Tuesday, December 24, 2013

Relaxation Techniques To Help You Sleep

A sleepless night can make the following day a nightmare. According to the National Commission on Sleep Disorders, 20 to 30 million American have occasional sleep-related problems (reference 1). Chronic sleeplessness can cause relationship stress, memory problems, difficulties with performance at work and may contribute to certain chronic diseases (reference 2). Even nonprescription sleep aids have some side effects, so it's a good idea to try these natural relaxation techniques before popping a pill.


Set a Restful Scene


Remove all distractions from your bedroom. Block out street lights with extra curtains if needed. Don't take your laptop computer into bed with you. Avoid caffeine-containing foods and drinks after noon, watching out for hidden caffeine in foods like chocolate bars or coffee-flavored yogurt or ice cream. Adjust the temperature in your bedroom. Cooler is usually better than warmer for sleeping. Take a hot bath or, if the weather is hot, a cold shower. Getting some exercise during the day often improves sleep quality, but don't exercise within three to four hours of going to bed.


Try Progressive Muscle Relaxation


Arrange yourself in your most comfortable sleep position, and starting at your feet, tense an area of your body and then consciously release it. Work your way up your body until each limb and your torso have gone through one tense/relax cycle. Then picture each part of your body becoming very heavy, almost as if it is part of the bed. If you can still feel signs of muscle tension (fidgeting, tightness in your neck or shoulders), repeat the cycle again. This technique also works well for falling back to sleep if you wake and are restless in the middle of the night. You may need to practice this particular technique during the day for best results.

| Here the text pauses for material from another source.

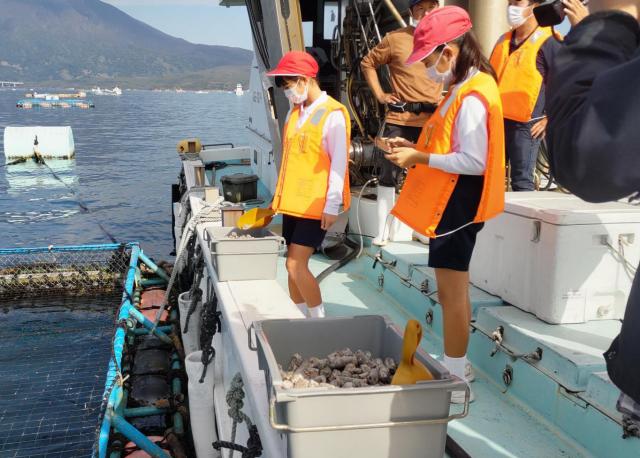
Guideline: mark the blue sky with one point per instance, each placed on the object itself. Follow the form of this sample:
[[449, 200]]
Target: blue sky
[[198, 21]]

Visualize a Successful Day


If you are having trouble getting to sleep because you're anxious about the next day's activities, use your imagination to visualize the hardest parts of the day being the best parts of the day. For example, if you're worried about a meeting at work, picture the meeting going well. Engage all your senses. What are you doing? What are you saying? What are other people saying? What is the temperature in the room? Can you smell freshly brewed coffee?


Write Away Your Worries


Keep a journal near your bed for times when your mind is racing. Write down all your thoughts and worries as they come to you, without comment or judgment. If going to bed instantly reminds you of all the things you need to accomplish the next day, use the journal to write these things down so you won't be kept awake with the effort of remembering them.